Un punto y final. Eso fue suficiente para dar carpetazo a lo que ella soñó una gran novela. Su obra maestra. Una historia de las que hacen época, llena de avatares que desencadenan en un final inolvidable. Un final imborrable.
Pero solo un punto bastó para liberar a sus personajes. La gran novela era solo un relato. Un sinsentido de infortunios que torturaban la historia de dos amantes. El final estaba escrito antes de dar comienzo a una vida de ensueño.
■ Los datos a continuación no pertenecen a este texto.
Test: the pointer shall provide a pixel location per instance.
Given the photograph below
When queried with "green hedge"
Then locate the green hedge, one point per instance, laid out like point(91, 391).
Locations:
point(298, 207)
Poco duró el cuento de sus protagonistas. La magia que destilaba su relación era un trampantojo pintado sobre el lienzo de sus almas. Un placebo que calmaba sus carencias. Eran uno del otro pero sin el otro.
Alargar la historia más páginas era dejar agonizar una llama que no se apaga, que tintinea al fondo de una sala ya vacía, donde no queda nada.
Punto. Ya no hay historia que contar. No hay conexiones que cuidar, lazos que fortalecer ni puentes que cruzar. Caminos perpendiculares es lo que quedó a los personajes que solo se cruzaron en un punto central que luego los volvió a distanciar. Ellos se difuminan en la imaginación y ella descansa.
No más palabras, no más retórica cuidada, no más encuentros entre líneas. Ya no sirve de nada. Ya está cerrado el cuaderno, metido en un cajón, preparada la historia para entrar en el olvido.
Agotada por su fracaso, rebusca en sus recuerdos una luz que le ayude a abrir un nuevo cuaderno. La historia que no ha escrito pero que ha estado viviendo.